The quotation that caught my eye was that of a local pastor and historian, who said that the stones would probably have survived a nuclear war, “but they could not survive Southern culture.”
“Southern culture” in this context is a euphemism for deeply-rooted superstition abetted by a generous dollop of ignorance.
The linked article gives the background: In 1979, the president of a local granite company was asked to create the monument by someone identifying himself as Robert Christian (later R.C. Christian–probably a pseudonym), who claimed to represent a group of concerned Americans. Christian obtained funding for the massive project, and the granite company proceeded to create it.
The stone structure was revealed to the public on the spring equinox in 1980. Together the 951 cubic feet of granite weighed 237,746 pounds. The center slab was surrounded by four standing stones of similar height, and the entire structure was capped by a sixth stone 6 ½ feet wide, 10 feet long and 7 inches thick.
The impressive size of the structure was only part of its allure. Carved on each of the four outer slabs were 10 precepts — a message to humanity — repeated in English, Spanish, Swahili, Hindi, Mandarin Chinese, Hebrew, Russian and Arabic. Translators from the United Nations assisted Christian with the translations.
Inscribed in the capstone was the phrase “Let these be guidestones to an Age of Reason,” written in ancient Greek, Egyptian hieroglyphs, Sanskrit and Babylonian cuneiform.
The center slab and capstone also acted as an astrological calendar, with carefully cut holes for observance of the moon, sun and North Star. Astronomers from the University of Georgia assisted in refining this part of the project.
While Christian’s identity is still a mystery, his purpose is not.
An “Age of Reason.” If only…
At the time, there was widespread fear of a global nuclear war, and the stones were intended to be a beacon of sorts for those who would survive–a prescription for a more peaceful world.
Criticism of this project could certainly be mounted on many grounds: a vanity project, a waste of money, an ineffective indulgence…But of course, none of those reasonable quibbles prompted the fierce opposition to–and fear of– this monument.
Nearly immediately, local pastors decried the stones as satanic. “We don’t think Mr. Christian is a Christian,” said the Rev. James Traffensted of the Elberton Church of God after the 1980 ceremony. “Look what it says about the unity of the world. That’s where the Antichrist will unite the governments of the world.”
I didn’t realize that world unity and peace was a sign of the Antichrist, but given the behavior of so many so-called “Christians,” perhaps I should have.
Since there is no conspiracy theory or bizarre “religious” belief that today’s Republicans won’t embrace, I probably shouldn’t have been surprised by the following passages from the report.
Former Republican gubernatorial candidate Kandiss Taylor made demolishing the stones part of her 2022 campaign.

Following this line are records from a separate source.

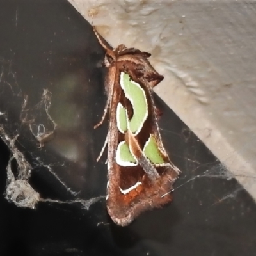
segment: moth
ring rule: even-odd
[[[93,28],[106,51],[108,99],[100,125],[109,113],[106,205],[117,225],[126,226],[141,212],[172,201],[179,170],[163,147],[153,88],[163,76],[149,63],[150,54],[121,44],[113,49]]]

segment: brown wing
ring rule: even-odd
[[[108,176],[107,207],[112,220],[116,223],[125,226],[129,224],[141,212],[159,207],[172,200],[170,191],[176,179],[179,170],[170,162],[163,146],[157,124],[156,108],[152,90],[147,85],[147,79],[142,77],[138,80],[132,77],[132,70],[127,70],[125,63],[116,65],[116,80],[111,109],[109,136],[108,143]],[[126,63],[127,64],[127,63]],[[125,72],[131,77],[140,83],[146,92],[148,106],[148,116],[143,127],[136,136],[120,132],[116,127],[116,108],[118,102],[132,115],[132,106],[120,86],[120,72]],[[156,77],[156,74],[154,76]],[[152,134],[159,148],[164,164],[154,165],[143,154],[142,149],[150,134]],[[120,141],[125,141],[132,144],[137,153],[134,153],[138,164],[132,166],[122,166],[116,163],[116,149]],[[135,152],[135,150],[134,150]],[[150,170],[154,168],[158,173],[152,178]],[[154,175],[153,175],[154,176]],[[167,195],[166,195],[167,194]],[[166,195],[164,196],[164,195]]]

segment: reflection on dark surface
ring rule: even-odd
[[[106,100],[104,51],[91,26],[63,1],[0,10],[0,255],[252,255],[254,202],[157,97],[164,144],[182,171],[174,201],[127,227],[112,223],[100,197],[106,154],[95,161],[107,126],[93,128]],[[36,209],[5,199],[13,180],[31,185]]]

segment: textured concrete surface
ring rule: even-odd
[[[152,54],[156,92],[256,198],[256,1],[69,1],[113,46]]]

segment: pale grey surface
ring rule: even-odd
[[[256,198],[256,1],[70,1],[113,46],[152,54],[156,92]]]

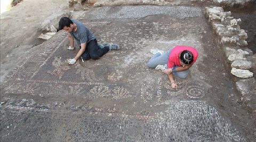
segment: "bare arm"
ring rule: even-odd
[[[69,32],[68,32],[68,42],[69,42],[69,46],[71,47],[71,48],[74,47],[74,38],[73,36],[71,35],[71,34]]]
[[[80,50],[79,50],[76,57],[74,58],[76,60],[77,60],[79,57],[81,56],[81,55],[84,52],[84,51],[85,51],[86,47],[86,43],[81,43],[81,49],[80,49]]]
[[[192,64],[190,64],[185,67],[182,67],[182,66],[178,67],[176,68],[176,72],[181,72],[181,71],[187,70],[189,69],[191,67],[191,66],[192,66]]]

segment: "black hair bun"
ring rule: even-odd
[[[190,51],[188,51],[184,55],[184,58],[187,60],[191,60],[193,59],[193,56]]]

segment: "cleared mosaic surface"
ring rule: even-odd
[[[177,90],[171,88],[163,73],[146,66],[151,49],[167,50],[189,45],[203,52],[198,41],[202,25],[191,24],[196,17],[190,20],[190,24],[183,19],[164,18],[84,21],[99,42],[117,43],[121,50],[73,65],[67,60],[78,50],[68,50],[67,34],[59,32],[28,57],[1,86],[6,100],[4,120],[9,115],[35,111],[46,122],[73,124],[71,128],[57,127],[73,140],[80,135],[84,141],[244,141],[228,121],[201,101],[207,97],[211,86],[207,78],[199,77],[206,75],[198,70],[198,63],[191,68],[193,75],[185,80],[177,78]],[[45,131],[56,127],[52,125]],[[81,129],[86,131],[76,130]],[[67,130],[69,132],[64,132]],[[122,137],[124,134],[129,138]]]

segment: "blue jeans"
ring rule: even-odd
[[[162,55],[161,55],[160,53],[156,54],[148,61],[148,67],[155,68],[158,65],[167,64],[170,52],[171,49],[165,52]],[[176,67],[178,67],[178,66],[176,66]],[[188,69],[183,71],[173,73],[172,74],[175,77],[185,78],[188,76],[189,73],[189,70]]]

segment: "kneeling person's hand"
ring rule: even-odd
[[[173,88],[173,89],[177,89],[178,88],[178,85],[177,85],[177,84],[176,84],[175,82],[173,82],[173,83],[171,83],[171,87]]]
[[[73,65],[76,63],[76,60],[75,59],[70,59],[68,60],[68,64],[70,65]]]

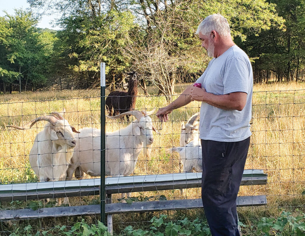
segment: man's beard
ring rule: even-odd
[[[212,41],[210,39],[209,40],[209,46],[206,48],[208,52],[208,55],[210,57],[214,57],[214,51],[215,49],[215,47]]]

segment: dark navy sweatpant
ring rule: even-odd
[[[201,140],[205,214],[212,236],[239,236],[236,198],[250,144]]]

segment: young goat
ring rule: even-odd
[[[126,115],[136,120],[127,127],[106,134],[106,174],[114,177],[128,175],[134,173],[138,156],[143,149],[144,155],[149,158],[153,141],[151,119],[148,116],[154,110],[146,113],[134,110],[107,117],[116,119]],[[73,173],[79,175],[84,172],[90,175],[101,175],[101,130],[85,128],[81,130],[67,171],[67,179],[72,179]],[[128,194],[128,196],[130,194]]]
[[[195,113],[188,120],[186,124],[185,124],[183,122],[181,124],[181,133],[180,136],[180,146],[181,147],[186,146],[198,147],[201,146],[198,131],[199,115],[199,112]],[[179,152],[177,152],[180,153]],[[181,155],[180,156],[179,169],[181,172],[183,169],[183,160],[185,159],[185,156],[181,156]],[[185,170],[184,168],[183,169]]]
[[[191,172],[193,170],[202,171],[202,153],[201,146],[174,147],[167,151],[171,153],[175,152],[179,153],[183,165],[183,172]]]
[[[7,126],[26,129],[41,120],[48,123],[37,134],[30,152],[31,167],[38,176],[39,182],[65,180],[73,149],[77,145],[73,132],[79,132],[70,126],[61,114],[52,113],[49,116],[38,117],[22,127]],[[49,199],[47,199],[47,202],[49,201]],[[65,198],[63,203],[69,204],[68,198]],[[61,204],[59,198],[56,201],[56,205]]]

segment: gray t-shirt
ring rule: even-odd
[[[247,94],[242,110],[224,110],[205,102],[200,109],[200,138],[222,142],[241,141],[251,135],[253,75],[247,54],[236,45],[212,59],[197,80],[206,91],[217,95],[234,92]]]

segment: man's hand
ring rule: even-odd
[[[203,101],[203,97],[206,92],[206,90],[204,88],[200,88],[197,87],[193,87],[191,88],[191,92],[190,93],[191,101]]]
[[[172,108],[167,106],[162,107],[158,110],[156,115],[161,121],[167,121],[168,120],[168,114],[171,113],[173,110]]]

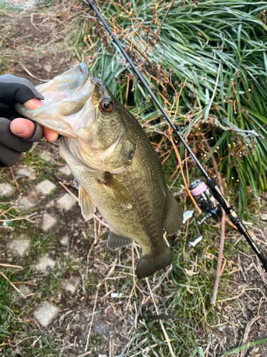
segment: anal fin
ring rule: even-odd
[[[183,211],[180,205],[169,191],[168,191],[167,199],[167,215],[163,226],[169,236],[172,236],[177,233],[182,226]]]
[[[107,244],[108,248],[110,249],[117,249],[117,248],[123,248],[125,246],[130,246],[131,244],[132,244],[132,239],[119,236],[110,229],[110,233],[108,235],[108,241]]]
[[[169,266],[172,261],[172,252],[167,246],[157,255],[142,254],[136,268],[136,275],[140,279],[154,274],[159,269]]]
[[[96,206],[87,191],[80,185],[79,185],[79,206],[80,206],[83,218],[86,221],[93,218]]]

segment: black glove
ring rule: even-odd
[[[21,118],[14,109],[15,103],[23,104],[33,98],[44,99],[28,79],[11,74],[0,76],[0,167],[14,165],[21,153],[31,148],[31,141],[38,141],[43,137],[43,127],[35,121],[33,135],[26,140],[14,135],[9,129],[13,119]]]

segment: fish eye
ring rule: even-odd
[[[111,111],[113,109],[113,103],[110,99],[103,99],[101,101],[100,107],[104,111]]]

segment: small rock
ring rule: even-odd
[[[55,306],[47,301],[44,301],[36,311],[34,311],[34,317],[43,327],[47,327],[49,323],[53,322],[60,309],[58,306]]]
[[[9,183],[0,183],[0,197],[1,196],[12,196],[15,188]]]
[[[49,231],[49,229],[51,229],[55,226],[56,222],[56,219],[52,217],[52,216],[50,216],[48,213],[43,213],[43,223],[41,228],[44,232],[47,232],[47,231]]]
[[[99,335],[108,335],[108,325],[104,322],[101,322],[100,323],[95,322],[93,330]]]
[[[44,160],[45,161],[50,161],[52,159],[52,155],[48,151],[43,151],[41,155],[41,159]]]
[[[53,69],[53,66],[51,64],[46,64],[43,66],[45,71],[50,73]]]
[[[46,254],[39,261],[39,263],[36,265],[35,268],[42,273],[46,273],[48,269],[53,269],[56,265],[56,261],[49,257],[48,254]]]
[[[43,193],[48,195],[56,188],[56,186],[49,180],[45,180],[36,186],[36,190]]]
[[[46,204],[46,207],[47,208],[51,208],[51,207],[53,207],[55,206],[55,200],[51,200],[51,201],[49,201],[49,202]]]
[[[61,246],[68,246],[68,243],[70,241],[70,238],[68,236],[64,236],[63,237],[61,238],[61,239],[59,241],[61,242]]]
[[[19,284],[19,286],[17,285],[17,287],[19,288],[20,292],[23,293],[25,296],[32,293],[32,291],[26,285]]]
[[[28,239],[18,239],[17,241],[13,241],[9,244],[9,249],[18,254],[18,256],[22,256],[25,251],[30,246],[31,241]]]
[[[32,201],[29,200],[26,197],[23,197],[21,198],[18,204],[18,208],[19,209],[29,209],[35,206],[34,202]]]
[[[79,286],[80,282],[80,276],[73,276],[63,283],[63,286],[68,293],[73,296]]]
[[[28,177],[30,181],[35,180],[36,178],[34,169],[28,166],[21,167],[16,171],[16,174],[19,175],[20,178]]]
[[[69,211],[78,203],[78,201],[69,193],[65,193],[65,195],[61,197],[56,202],[61,208],[66,209],[66,211]]]
[[[67,176],[69,176],[70,175],[71,175],[71,171],[68,169],[68,165],[65,165],[65,166],[61,167],[61,169],[58,171],[63,175],[66,175]]]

On May 2, she tweeted: “Elect me Governor of Georgia, and I will bring the Satanic Regime to its knees— and DEMOLISH the Georgia Guidestones.”
After the stones were destroyed Wednesday, she tweeted, “God is God all by Himself. He can do ANYTHING He wants to do. That includes striking down Satanic Guidestones.”…
The bombing was not the first time the monument was targeted. In 2008, a masked man calling himself an “American patriot” defaced the monument as a warning to the “global elite.” He tied the Guidestones to a coming new world order, a conspiracy theory perpetuated by QAnon followers and expressed by personalities such as InfoWars founder Alex Jones.
Conversations on this blog often include efforts to describe Americans’ current divides: Red versus Blue, urban versus rural, educated versus uneducated…The steady growth of incidents like this one suggest a more accurate division might be: reasonably sane versus bat-shit-crazy.
If humanity actually survives this period–increasingly characterized by the rejection of logic, science and empirical evidence– historians will probably describe these times as “the age of insanity.”